Week 10: Using my Rules Together – a Success!

May 29, 2020

Intro

Hi everyone! Welcome back to my blog!

After three months of hard work, my senior research project has come to an end. In this blog, I will share the pipeline architecture I built for this project, as well as my final results.

  1. Pipeline Architecture
  2. Using My Rules Together – Results!
  3. What I’ve Learned
  4. Future Work
  5. Next Steps

 

Pipeline Architecture

One of the main goals for this project was to design a flexible architecture/system design that could implement a train/test/predict pipeline for humor detection. I feel my pipeline has fulfilled this goal. Below is a flowchart showing my pipeline’s architecture:

As you can see, there are three major steps in my pipeline: (1) preprocessing, (2) rules, and (3) postprocessing. I have also implemented two modes: an interactive mode, where a user can input any sentence he likes and the program will return its prediction whether the inputted sentence is funny or not, and a mode where a user can input a humor dataset for my model to train and test on. The second mode is more useful, but the interactive mode allows me to demo my rules live with any sentence and highlight the strengths and weaknesses of each rule.

1. Preprocessing

Whether the text is user-inputted or read from a text file containing thousands of sentences, the data first passes through the preprocessing handler. First, everything but text is removed (noise removal) and each word is lowercased. These two steps are considered “essential preprocessing” stages and always occur. The user then can specify whether they want to enable other preprocessing stages, including stopwords removal, stemming, and lemmatizing. Enabling and disabling preprocessing stages is simple – all the user has to do is change “enabled” to “True” if they want the text to go through a specific preprocessing stage, or turn “enabled” to “False” if not. The user does this in the config dictionary (shown below), where the user specifies properties and metadata. The inner workings of the model and complexity of the training in the backend is completely hidden away from the user for the user’s convenience.

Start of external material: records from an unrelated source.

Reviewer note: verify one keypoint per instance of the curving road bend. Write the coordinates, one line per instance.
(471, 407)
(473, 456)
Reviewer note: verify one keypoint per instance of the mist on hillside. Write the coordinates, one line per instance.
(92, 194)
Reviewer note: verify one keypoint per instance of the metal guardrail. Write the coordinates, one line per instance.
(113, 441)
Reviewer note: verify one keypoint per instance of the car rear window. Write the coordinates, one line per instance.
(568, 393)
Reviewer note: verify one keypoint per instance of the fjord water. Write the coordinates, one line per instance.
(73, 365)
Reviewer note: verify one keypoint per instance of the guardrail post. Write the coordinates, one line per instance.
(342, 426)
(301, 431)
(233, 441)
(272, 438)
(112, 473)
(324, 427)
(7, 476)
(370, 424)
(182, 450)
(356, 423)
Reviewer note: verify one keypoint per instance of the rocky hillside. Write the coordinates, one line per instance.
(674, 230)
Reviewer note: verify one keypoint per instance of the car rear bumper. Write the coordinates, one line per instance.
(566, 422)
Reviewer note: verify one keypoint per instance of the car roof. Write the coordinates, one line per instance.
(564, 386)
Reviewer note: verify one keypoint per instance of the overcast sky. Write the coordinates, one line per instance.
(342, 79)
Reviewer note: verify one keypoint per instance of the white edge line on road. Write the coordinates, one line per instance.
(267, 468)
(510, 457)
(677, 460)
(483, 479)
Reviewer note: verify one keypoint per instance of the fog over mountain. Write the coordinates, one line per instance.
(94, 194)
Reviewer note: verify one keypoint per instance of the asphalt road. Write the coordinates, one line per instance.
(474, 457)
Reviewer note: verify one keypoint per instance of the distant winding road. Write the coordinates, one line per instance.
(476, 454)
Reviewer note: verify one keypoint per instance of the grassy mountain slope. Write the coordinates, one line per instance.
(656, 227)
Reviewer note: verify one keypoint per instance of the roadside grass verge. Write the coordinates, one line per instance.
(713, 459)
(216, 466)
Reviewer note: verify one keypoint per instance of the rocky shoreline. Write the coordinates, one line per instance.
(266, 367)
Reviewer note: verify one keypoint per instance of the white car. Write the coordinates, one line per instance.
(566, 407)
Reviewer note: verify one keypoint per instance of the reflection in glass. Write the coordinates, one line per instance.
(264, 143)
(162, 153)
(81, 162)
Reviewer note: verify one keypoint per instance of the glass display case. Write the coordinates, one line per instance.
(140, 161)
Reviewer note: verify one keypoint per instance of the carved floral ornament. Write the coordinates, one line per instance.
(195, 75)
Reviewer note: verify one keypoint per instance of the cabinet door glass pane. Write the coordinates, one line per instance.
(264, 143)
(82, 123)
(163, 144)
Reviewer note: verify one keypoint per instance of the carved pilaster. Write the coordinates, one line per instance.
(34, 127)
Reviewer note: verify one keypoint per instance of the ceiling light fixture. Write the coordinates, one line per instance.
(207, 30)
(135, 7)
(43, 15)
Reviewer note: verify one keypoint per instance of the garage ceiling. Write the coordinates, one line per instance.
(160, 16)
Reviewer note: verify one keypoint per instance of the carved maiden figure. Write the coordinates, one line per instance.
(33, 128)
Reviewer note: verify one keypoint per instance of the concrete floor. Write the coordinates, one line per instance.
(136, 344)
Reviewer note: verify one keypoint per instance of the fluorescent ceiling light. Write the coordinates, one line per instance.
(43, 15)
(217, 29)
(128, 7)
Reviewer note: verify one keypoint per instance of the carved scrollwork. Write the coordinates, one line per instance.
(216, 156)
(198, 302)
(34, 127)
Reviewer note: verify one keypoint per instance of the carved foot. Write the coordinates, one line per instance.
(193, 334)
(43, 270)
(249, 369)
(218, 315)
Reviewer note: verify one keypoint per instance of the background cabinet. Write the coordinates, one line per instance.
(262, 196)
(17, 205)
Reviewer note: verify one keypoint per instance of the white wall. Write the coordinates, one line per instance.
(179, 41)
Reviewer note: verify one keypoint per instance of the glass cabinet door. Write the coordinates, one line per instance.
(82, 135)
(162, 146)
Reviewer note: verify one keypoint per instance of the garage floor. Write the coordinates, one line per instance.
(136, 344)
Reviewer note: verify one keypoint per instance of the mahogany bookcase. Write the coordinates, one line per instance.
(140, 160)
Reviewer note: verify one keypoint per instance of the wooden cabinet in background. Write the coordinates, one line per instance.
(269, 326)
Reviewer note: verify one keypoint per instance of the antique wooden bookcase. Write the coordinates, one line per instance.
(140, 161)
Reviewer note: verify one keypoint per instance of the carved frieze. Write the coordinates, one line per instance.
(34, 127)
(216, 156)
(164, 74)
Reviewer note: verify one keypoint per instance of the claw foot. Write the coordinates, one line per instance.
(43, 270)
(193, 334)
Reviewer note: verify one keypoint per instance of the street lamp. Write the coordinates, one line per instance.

There are two additional optimal preprocessing stages: (1) train_randomforest and (2) train_fasttext. These only work when interactive mode is set to “False,” and they train new humor detection Random Forest Classifiers and fasttext models, respectively, with the hyperparameters specified by the user as metadata. Anyone can easily tune these hyperparameters by changing what they are equal to.

2. Rules

After the text is preprocessed and new models are trained, the the text goes through the rules handler. Again, as shown above, the user can easily change which rules they want to test by switching “enabled” to “True” and “False.” They can also specify how heavily they want each rule to be weighted. Right now, since Fasttext returns the highest accuracy, right now Fasttext has the highest weight: the weight of Contain_Funny above is 0.25, the weight of the Random Forest Classifier is 0.25, and the weight of Fasttext is 0.5. So, if Random Forest thinks a sentence is funny but Contain_Funny and Fasttext classifies the sentence as not funny, the model will predict the sentence is not funny. However, if Fasttext predicts a sentence to be funny. but Contain_Funny and Random Forest don’t, the sentence will be classified as humorous.

For Contain_Funny, the user can specify additional metadata, including if they just want to use “funny” words, “funny” phrases, or both to detect humor. If they set “strict” to True for “humorphrases,” the model will use fewer of the “funny” phrases (only ones with lengths 4 & 5). I will explain why I created this in the next section.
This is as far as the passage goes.